Distinguished Broadcaster Award

Dan and Nancy Lezniak
DAN & NANCY LESNIAK created the last of the Buffalo radio stations spotlighting the Golden Era of American Music. WADV-FM was the groundbreaking station that became a touchstone for lovers of classic pop music through the 1960s and '70s. The Lesniaks instituted an outstandingly smooth and intelligent on-air presentation that featured genuine personalities instead of bloodless automation. Among the great WADV voices were Fred Klestine, Rick Bennett, Jerry Glenn, Bernie Sandler, Pat Vincent, Ken Ruof and Jack Horohoe. On the technical side, WADV also was Upstate New York's first FM stereo station in 1962. Dan & Nancy Lesniak's ownership of WADV was preceded by Dan's longtime radio career, both on the air and in sales and management.

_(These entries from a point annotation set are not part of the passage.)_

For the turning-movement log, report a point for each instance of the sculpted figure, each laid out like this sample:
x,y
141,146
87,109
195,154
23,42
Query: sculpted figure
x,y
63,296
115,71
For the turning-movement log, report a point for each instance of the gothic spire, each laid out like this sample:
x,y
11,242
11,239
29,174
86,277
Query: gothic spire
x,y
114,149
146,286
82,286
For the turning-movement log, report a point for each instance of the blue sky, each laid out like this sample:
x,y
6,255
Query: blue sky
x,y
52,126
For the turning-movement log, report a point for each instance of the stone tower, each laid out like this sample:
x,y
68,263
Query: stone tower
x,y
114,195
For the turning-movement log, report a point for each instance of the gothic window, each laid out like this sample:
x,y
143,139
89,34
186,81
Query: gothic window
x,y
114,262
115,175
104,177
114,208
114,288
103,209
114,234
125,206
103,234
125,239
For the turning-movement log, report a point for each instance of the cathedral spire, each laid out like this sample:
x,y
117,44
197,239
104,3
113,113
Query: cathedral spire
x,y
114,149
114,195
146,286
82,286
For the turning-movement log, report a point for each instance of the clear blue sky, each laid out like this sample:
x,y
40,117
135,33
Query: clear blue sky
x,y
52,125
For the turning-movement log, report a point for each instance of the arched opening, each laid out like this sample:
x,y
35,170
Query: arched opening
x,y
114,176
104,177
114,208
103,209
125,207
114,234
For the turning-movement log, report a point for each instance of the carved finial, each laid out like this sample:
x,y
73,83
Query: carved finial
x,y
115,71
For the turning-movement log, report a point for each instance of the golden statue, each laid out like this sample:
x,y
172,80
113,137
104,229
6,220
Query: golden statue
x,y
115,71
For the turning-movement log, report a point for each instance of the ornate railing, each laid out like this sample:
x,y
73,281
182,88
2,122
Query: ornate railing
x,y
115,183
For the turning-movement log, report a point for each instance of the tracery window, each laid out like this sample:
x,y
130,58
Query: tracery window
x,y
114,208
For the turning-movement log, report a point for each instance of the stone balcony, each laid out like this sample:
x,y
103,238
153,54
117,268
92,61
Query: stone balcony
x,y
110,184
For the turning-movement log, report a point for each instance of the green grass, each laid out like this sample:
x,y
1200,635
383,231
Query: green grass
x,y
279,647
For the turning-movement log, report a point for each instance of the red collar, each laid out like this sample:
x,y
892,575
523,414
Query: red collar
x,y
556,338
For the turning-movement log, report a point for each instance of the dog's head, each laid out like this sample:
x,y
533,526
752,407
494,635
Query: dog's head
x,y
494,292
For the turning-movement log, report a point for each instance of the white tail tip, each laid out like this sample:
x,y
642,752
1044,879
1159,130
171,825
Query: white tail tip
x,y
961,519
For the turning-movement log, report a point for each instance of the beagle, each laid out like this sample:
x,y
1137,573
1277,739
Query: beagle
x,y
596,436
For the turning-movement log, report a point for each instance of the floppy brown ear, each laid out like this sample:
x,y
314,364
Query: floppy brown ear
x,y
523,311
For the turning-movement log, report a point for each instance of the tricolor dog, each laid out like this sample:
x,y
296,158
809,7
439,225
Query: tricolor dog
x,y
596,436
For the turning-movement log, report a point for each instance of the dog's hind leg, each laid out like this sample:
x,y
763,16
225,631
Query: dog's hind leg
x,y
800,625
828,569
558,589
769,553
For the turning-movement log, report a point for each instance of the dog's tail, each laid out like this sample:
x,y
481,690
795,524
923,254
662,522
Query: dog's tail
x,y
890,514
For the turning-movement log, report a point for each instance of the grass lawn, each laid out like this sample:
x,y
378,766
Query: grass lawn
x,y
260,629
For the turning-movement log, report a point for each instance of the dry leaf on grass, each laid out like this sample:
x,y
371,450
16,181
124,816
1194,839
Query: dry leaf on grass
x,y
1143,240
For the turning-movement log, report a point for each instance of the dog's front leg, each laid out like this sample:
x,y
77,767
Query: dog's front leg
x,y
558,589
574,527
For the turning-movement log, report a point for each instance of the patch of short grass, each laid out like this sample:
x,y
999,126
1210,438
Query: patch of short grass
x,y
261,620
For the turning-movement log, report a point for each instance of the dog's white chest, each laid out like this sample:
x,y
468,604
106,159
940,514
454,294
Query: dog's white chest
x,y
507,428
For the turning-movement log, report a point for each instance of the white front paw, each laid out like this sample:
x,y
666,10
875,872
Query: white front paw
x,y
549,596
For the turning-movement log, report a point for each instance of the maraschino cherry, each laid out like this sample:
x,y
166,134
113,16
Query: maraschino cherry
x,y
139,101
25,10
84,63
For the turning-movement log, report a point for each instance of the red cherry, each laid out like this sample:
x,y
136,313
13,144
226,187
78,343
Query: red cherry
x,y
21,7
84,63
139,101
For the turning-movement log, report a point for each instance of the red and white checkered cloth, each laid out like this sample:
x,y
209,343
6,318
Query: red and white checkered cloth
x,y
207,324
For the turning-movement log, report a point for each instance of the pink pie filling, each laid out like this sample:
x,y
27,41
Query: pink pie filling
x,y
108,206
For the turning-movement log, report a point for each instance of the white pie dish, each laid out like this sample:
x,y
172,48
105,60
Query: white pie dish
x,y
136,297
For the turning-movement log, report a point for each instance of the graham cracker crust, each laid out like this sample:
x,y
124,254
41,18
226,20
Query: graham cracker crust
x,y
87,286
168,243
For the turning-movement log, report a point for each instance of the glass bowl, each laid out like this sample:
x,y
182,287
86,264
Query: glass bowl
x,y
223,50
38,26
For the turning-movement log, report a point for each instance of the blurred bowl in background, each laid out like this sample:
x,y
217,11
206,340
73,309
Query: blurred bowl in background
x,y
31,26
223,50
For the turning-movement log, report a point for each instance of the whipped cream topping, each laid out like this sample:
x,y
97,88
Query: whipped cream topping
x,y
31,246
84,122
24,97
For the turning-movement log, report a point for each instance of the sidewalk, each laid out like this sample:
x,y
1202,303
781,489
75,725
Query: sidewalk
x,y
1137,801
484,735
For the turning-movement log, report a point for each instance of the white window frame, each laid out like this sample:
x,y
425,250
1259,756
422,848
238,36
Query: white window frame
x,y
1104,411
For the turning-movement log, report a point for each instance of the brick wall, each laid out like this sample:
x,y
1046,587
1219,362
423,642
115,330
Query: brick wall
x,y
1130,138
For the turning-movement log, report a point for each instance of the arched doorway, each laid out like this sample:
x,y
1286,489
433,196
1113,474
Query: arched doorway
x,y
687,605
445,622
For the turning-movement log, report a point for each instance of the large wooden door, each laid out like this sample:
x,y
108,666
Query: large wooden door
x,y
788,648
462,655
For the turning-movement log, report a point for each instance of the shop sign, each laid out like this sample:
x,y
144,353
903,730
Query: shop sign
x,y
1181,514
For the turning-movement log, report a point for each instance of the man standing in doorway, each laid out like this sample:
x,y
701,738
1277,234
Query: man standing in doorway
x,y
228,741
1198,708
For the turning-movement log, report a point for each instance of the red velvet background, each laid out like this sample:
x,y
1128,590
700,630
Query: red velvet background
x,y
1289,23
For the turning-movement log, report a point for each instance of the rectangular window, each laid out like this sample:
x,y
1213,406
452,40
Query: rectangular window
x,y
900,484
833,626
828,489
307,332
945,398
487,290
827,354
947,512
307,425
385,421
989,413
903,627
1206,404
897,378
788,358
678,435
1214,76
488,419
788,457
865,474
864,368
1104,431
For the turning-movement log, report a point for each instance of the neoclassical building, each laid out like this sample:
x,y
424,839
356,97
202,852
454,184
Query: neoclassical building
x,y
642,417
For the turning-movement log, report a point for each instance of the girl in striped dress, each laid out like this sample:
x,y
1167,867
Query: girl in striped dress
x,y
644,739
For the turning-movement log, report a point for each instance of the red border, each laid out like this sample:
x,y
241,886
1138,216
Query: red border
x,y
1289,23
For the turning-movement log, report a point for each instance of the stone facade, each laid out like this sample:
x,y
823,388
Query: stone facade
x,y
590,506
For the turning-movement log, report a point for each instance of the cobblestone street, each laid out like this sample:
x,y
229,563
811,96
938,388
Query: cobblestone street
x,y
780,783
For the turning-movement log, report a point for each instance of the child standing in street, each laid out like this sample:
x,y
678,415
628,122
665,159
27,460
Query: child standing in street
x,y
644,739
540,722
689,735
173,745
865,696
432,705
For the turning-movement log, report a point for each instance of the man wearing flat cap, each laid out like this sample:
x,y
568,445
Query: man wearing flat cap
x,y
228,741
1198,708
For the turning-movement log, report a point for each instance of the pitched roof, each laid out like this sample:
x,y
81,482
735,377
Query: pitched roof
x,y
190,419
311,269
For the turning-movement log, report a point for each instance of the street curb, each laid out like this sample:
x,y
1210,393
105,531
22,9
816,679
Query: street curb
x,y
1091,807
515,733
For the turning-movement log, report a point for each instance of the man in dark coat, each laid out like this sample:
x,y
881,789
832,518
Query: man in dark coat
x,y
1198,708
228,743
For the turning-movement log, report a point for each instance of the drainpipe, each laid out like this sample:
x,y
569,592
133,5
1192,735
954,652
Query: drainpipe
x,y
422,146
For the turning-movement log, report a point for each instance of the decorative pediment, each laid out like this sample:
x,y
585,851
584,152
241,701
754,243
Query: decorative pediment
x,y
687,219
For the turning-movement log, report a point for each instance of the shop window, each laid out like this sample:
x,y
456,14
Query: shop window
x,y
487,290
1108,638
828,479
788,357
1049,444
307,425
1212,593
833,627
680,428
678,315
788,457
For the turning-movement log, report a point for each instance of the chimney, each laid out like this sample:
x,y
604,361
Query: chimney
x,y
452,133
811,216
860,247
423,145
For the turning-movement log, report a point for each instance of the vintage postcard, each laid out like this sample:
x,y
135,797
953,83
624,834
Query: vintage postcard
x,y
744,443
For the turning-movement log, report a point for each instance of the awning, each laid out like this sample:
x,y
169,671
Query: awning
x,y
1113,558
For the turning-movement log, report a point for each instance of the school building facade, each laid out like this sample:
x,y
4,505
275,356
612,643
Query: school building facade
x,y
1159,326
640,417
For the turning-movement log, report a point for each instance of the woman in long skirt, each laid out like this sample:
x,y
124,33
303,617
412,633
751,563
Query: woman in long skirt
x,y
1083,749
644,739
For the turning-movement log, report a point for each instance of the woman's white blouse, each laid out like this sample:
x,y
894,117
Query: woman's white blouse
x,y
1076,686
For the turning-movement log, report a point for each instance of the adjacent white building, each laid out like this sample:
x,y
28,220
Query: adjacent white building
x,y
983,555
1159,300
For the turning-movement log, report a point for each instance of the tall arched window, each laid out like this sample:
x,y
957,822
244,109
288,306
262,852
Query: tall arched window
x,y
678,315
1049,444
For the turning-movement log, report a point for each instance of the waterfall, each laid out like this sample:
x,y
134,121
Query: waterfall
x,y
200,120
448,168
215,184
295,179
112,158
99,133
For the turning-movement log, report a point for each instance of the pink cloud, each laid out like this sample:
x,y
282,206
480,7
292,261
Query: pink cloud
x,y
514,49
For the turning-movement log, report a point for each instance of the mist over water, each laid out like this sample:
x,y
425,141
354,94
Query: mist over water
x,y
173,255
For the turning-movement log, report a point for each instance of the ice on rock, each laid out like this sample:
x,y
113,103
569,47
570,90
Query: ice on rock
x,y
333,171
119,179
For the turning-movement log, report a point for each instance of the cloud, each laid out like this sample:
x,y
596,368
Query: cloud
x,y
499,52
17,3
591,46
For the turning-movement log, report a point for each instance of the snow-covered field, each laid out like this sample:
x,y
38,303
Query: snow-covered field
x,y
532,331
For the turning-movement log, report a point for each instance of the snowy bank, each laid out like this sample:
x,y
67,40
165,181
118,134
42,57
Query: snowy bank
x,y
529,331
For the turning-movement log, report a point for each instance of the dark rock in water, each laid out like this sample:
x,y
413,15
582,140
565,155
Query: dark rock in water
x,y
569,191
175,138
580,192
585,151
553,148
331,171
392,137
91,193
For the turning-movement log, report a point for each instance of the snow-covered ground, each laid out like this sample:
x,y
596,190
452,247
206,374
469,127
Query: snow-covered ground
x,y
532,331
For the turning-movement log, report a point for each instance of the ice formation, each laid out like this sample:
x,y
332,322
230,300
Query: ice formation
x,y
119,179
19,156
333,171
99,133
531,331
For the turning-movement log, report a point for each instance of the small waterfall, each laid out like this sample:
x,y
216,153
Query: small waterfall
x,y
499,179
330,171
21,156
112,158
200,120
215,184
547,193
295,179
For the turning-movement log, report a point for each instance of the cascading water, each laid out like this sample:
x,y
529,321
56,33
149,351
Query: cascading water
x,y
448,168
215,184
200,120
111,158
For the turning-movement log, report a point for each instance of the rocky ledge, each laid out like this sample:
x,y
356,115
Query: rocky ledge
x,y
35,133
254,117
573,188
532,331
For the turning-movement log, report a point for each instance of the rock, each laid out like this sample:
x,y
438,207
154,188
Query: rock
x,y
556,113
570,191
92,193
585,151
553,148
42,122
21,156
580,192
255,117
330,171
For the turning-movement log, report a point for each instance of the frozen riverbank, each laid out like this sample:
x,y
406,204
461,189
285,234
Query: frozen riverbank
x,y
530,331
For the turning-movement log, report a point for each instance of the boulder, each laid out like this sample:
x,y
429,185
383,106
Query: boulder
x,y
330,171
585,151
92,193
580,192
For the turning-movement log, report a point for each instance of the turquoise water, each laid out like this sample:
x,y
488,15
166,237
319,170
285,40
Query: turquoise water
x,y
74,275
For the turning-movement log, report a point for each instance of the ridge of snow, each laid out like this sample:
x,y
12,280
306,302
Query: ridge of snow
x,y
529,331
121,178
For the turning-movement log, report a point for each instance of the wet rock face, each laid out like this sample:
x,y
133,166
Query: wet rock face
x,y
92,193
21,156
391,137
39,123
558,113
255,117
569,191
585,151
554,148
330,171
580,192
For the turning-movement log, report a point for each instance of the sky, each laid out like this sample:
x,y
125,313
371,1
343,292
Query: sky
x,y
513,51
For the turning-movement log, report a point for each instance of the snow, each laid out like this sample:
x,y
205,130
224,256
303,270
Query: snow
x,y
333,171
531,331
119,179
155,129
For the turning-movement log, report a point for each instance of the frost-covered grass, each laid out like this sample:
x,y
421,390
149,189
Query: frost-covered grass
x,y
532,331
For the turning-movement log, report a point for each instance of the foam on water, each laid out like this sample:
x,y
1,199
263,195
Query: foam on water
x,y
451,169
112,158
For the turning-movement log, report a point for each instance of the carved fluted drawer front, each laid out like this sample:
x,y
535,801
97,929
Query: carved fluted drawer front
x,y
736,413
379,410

Dan Lesniak died in 1982. The Broadcast Pioneers honor the Lesniaks for their staunch dedication to classic radio.

Goodyear Award

John Rigas
JOHN RIGAS borrowed $300 in 1952 to establish the company that eventually became the Adelphia Communications empire. As founder, chairman and CEO of Adelphia, Rigas operates the sixth-largest cable company in America, with nearly 6 million residential subscribers in 32 states. He and his family also preside over the Buffalo Sabres hockey team, cable TV's Empire Sports Network, all-sports radio station WNSA-FM, the HSBC Arena, and subsidiaries that offer voice-and-phone service and Internet access. His pioneering media achievements recently earned him induction into BROADCASTING & CABLE magazine's Hall of Fame. Rigas is the 2001 recipient of the George F. Goodyear Jr. Award, for his colorful and innovative career and for his lifelong commitment to community involvement.